Bill squatted down looking at the plant. It didn't feel right, this situation felt like it had turned sour. It was a bush, it was not hairy, it had no 'knifey hands' it was a bush and Bill wasn't having any rubbish like this. They weren't even anywhere near a Goblin Market as far as he could tell. He sidled up to Vreni whilst keeping his eyes on the bush.
"Does this feel like a trap to you?" he whispered looking around for a stick. Finding one he poked the bush gently.
"Are you sure Peafie? It just seems to be a bush, maybe you got scared and run into it," he looked directly at the Hob. "Is it possible you could have been mistaken?"
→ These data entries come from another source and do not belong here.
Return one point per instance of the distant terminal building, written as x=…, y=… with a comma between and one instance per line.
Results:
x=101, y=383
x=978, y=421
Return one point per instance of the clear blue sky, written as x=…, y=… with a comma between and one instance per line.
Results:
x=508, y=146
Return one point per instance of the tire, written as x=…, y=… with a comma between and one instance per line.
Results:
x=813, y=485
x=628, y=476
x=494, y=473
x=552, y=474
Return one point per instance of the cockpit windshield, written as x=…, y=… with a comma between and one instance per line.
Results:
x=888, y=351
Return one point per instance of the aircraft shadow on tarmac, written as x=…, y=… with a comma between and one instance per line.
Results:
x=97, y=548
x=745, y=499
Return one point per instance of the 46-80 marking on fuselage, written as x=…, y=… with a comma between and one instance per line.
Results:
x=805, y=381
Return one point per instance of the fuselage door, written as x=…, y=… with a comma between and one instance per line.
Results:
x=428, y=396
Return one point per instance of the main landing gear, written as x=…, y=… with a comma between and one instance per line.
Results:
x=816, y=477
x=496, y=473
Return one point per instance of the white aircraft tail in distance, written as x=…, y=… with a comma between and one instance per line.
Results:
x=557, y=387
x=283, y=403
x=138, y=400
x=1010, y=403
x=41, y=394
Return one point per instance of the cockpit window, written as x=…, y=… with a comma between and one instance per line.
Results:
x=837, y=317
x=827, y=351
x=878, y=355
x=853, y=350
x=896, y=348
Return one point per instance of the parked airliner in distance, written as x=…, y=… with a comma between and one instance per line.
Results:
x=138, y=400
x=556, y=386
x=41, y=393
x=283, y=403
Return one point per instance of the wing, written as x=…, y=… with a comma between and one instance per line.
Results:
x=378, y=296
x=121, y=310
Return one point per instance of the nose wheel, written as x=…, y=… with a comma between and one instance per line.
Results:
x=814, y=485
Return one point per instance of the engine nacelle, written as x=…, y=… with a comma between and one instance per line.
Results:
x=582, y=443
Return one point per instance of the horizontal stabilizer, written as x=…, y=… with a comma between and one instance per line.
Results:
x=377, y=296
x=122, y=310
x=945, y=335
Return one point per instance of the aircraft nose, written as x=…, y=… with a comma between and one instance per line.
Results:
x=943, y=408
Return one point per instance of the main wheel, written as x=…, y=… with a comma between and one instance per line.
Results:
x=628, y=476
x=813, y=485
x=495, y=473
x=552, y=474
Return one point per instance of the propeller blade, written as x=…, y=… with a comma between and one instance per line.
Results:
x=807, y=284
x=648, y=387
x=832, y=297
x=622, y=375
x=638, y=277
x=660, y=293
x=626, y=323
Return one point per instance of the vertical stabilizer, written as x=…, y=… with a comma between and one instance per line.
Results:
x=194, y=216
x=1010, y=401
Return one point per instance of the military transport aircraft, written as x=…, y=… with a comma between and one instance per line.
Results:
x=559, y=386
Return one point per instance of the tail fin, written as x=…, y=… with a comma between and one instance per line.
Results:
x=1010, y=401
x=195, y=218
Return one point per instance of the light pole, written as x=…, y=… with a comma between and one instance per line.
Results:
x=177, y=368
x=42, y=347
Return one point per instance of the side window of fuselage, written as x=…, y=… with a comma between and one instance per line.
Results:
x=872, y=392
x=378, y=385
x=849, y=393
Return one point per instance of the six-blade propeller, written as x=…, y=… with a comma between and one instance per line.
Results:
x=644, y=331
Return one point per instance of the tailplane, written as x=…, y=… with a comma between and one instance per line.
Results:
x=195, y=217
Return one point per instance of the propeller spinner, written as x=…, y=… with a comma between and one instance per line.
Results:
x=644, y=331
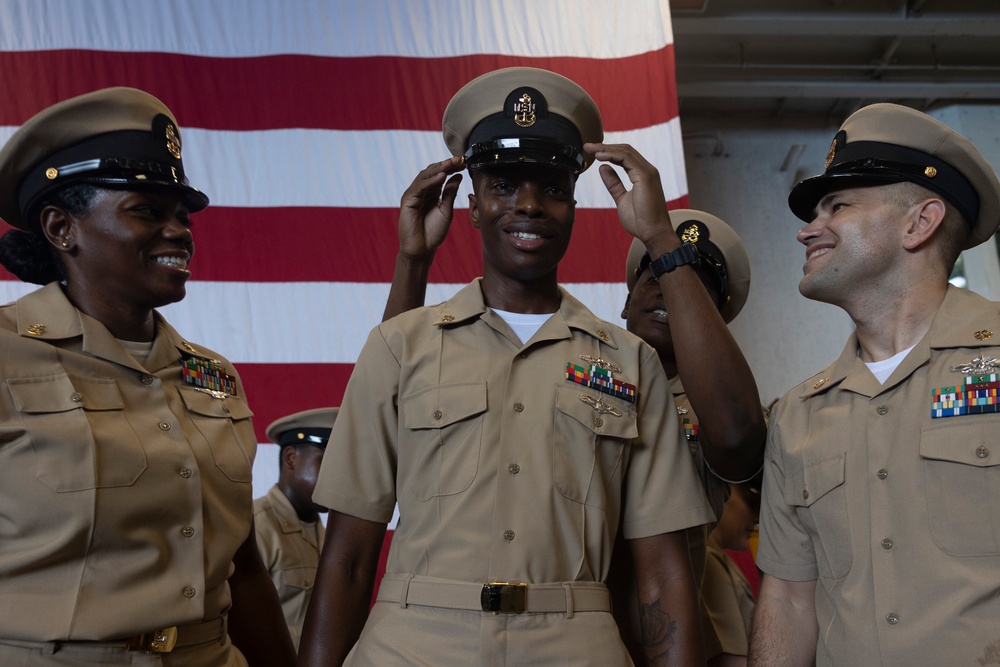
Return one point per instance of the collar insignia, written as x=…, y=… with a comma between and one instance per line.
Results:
x=978, y=366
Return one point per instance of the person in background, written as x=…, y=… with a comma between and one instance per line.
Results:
x=726, y=592
x=878, y=536
x=514, y=429
x=289, y=532
x=684, y=315
x=127, y=533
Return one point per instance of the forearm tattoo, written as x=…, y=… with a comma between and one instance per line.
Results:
x=658, y=631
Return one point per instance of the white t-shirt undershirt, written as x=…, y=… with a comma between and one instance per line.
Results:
x=138, y=349
x=883, y=369
x=525, y=325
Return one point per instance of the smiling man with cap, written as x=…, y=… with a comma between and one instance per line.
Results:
x=878, y=537
x=289, y=532
x=514, y=429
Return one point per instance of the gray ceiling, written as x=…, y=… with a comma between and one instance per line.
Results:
x=829, y=57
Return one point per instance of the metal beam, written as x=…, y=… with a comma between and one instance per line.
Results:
x=845, y=89
x=857, y=25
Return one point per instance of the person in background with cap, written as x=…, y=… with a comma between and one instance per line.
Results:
x=125, y=466
x=289, y=532
x=514, y=429
x=726, y=592
x=880, y=539
x=710, y=380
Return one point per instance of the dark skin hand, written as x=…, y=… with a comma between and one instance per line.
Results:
x=256, y=624
x=732, y=427
x=425, y=214
x=341, y=597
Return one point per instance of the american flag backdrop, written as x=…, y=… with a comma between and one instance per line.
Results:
x=304, y=121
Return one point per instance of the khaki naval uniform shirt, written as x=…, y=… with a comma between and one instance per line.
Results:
x=504, y=471
x=717, y=492
x=124, y=492
x=728, y=597
x=895, y=512
x=290, y=549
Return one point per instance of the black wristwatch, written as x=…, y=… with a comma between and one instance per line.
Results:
x=686, y=254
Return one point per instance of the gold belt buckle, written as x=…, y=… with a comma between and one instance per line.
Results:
x=502, y=597
x=157, y=641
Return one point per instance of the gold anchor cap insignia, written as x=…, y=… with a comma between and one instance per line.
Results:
x=524, y=111
x=173, y=142
x=691, y=234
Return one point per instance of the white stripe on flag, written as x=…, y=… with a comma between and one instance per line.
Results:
x=341, y=28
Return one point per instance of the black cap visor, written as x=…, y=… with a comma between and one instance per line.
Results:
x=870, y=163
x=128, y=159
x=524, y=150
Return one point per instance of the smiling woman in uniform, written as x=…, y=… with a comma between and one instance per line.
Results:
x=126, y=532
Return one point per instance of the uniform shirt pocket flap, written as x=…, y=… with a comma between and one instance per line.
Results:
x=59, y=393
x=443, y=405
x=817, y=480
x=206, y=405
x=604, y=415
x=968, y=447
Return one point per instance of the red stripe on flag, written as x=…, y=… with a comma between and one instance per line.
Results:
x=277, y=390
x=285, y=91
x=359, y=245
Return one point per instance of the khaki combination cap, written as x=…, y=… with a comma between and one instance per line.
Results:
x=120, y=138
x=309, y=427
x=888, y=143
x=720, y=249
x=522, y=115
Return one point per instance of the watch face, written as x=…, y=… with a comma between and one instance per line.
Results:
x=686, y=254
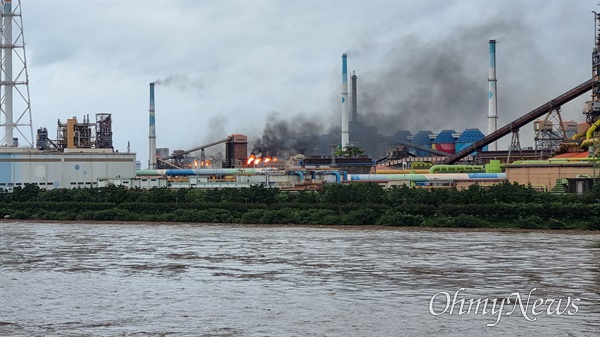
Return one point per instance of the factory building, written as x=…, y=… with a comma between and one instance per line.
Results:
x=69, y=169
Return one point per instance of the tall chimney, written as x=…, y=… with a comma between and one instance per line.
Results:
x=152, y=132
x=493, y=100
x=345, y=122
x=354, y=108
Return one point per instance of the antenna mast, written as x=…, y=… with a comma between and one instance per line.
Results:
x=14, y=78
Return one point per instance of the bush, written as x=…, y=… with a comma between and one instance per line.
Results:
x=530, y=222
x=469, y=221
x=395, y=218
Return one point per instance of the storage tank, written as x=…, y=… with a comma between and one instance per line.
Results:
x=468, y=137
x=445, y=142
x=423, y=139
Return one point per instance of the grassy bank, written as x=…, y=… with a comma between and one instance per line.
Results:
x=500, y=206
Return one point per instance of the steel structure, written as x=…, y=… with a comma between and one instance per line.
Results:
x=14, y=78
x=521, y=121
x=592, y=109
x=493, y=100
x=549, y=134
x=344, y=93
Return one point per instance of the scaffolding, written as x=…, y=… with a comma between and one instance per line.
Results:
x=103, y=131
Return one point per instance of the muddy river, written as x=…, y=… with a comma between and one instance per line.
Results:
x=59, y=279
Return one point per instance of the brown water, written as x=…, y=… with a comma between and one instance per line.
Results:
x=225, y=280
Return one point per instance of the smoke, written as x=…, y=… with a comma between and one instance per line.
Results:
x=181, y=82
x=217, y=126
x=433, y=84
x=287, y=137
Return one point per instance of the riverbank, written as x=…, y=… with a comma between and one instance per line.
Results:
x=502, y=206
x=309, y=226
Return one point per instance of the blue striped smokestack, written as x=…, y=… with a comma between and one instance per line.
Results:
x=152, y=131
x=493, y=101
x=345, y=119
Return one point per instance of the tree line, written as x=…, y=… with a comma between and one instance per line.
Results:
x=506, y=205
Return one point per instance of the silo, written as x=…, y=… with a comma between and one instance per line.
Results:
x=423, y=139
x=468, y=137
x=445, y=142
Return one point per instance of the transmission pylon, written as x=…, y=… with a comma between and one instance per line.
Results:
x=15, y=115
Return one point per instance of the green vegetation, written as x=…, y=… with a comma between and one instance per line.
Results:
x=500, y=206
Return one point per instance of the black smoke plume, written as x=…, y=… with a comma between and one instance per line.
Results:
x=287, y=137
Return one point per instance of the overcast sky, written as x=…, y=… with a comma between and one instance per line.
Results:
x=228, y=66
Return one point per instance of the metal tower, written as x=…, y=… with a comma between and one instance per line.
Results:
x=14, y=79
x=550, y=133
x=592, y=109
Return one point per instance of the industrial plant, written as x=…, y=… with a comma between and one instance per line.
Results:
x=81, y=152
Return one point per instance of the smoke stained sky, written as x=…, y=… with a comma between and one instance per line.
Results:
x=226, y=66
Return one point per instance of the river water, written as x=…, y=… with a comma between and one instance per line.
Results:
x=225, y=280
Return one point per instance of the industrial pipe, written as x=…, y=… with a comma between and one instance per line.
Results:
x=456, y=168
x=493, y=101
x=345, y=123
x=152, y=131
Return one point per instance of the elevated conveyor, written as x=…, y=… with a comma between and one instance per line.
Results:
x=520, y=122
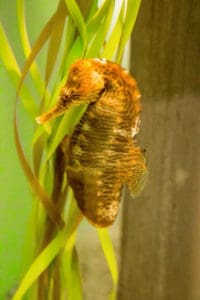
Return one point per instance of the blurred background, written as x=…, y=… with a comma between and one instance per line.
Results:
x=158, y=241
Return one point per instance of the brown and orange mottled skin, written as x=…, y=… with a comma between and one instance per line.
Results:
x=102, y=152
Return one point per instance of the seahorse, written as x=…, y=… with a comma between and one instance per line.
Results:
x=102, y=151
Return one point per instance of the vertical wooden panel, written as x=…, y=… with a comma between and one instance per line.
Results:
x=161, y=229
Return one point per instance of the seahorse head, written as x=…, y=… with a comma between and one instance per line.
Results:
x=84, y=85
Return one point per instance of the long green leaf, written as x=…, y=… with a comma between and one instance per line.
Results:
x=99, y=38
x=109, y=253
x=39, y=83
x=42, y=39
x=10, y=62
x=78, y=19
x=33, y=181
x=49, y=253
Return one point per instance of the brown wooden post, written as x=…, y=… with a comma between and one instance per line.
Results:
x=161, y=229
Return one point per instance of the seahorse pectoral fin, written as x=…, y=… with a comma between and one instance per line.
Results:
x=138, y=171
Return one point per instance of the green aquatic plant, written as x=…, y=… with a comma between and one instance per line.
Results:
x=75, y=30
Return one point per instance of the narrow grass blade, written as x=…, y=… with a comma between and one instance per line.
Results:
x=78, y=19
x=53, y=48
x=10, y=62
x=42, y=39
x=99, y=38
x=39, y=83
x=71, y=271
x=33, y=181
x=109, y=253
x=49, y=253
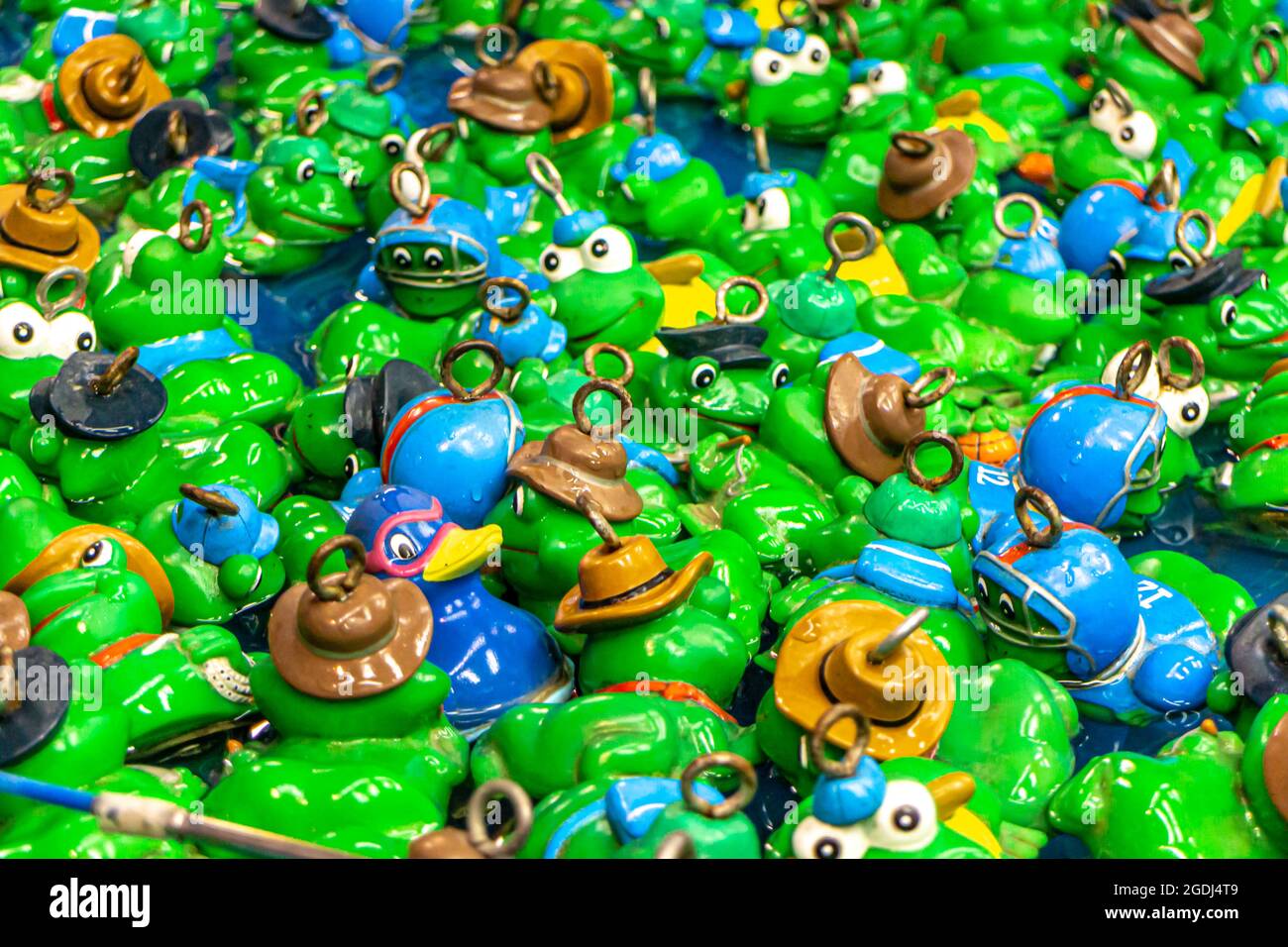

The hair on the back of his head was prickling and the thorns were closing in it'd been hours since he'd had to deal with them so he wasn't surprised but this would not improve his mood.
Ah yes, well it seemed that Helene knew the gist of it, Vreni smiled and nodded, finally a little less prickly. or perhaps the joke could be- she wasn't quite as much in choppy water. Still, she was cautious, taking the hobgoblin's words with a grain of salt. And it if her company was clever, they'd do the same.
"Of course it does."
She replied sharply in a hushed tone towards Bill, the smell of blood in her breath and she gestured flippantly about the whole ordeal, then again, she was a someone who weighed everything with an eye of scrutiny, not having the time to be bothered, but she could take care of herself, she needed no Summer Court to do her dirty work if she needed something done. Debt wasn't something she carried with her.
And that bush? She was skeptical, as a bush was never a bush in the hedge, "Bill, do not get too close to it. " Outside images of the Little Shop of Horrors dancing in her head, hers was a culture that relished in demonic plants, so out of instinct, she stepped backwards, brows knitted as she looked back at Helene.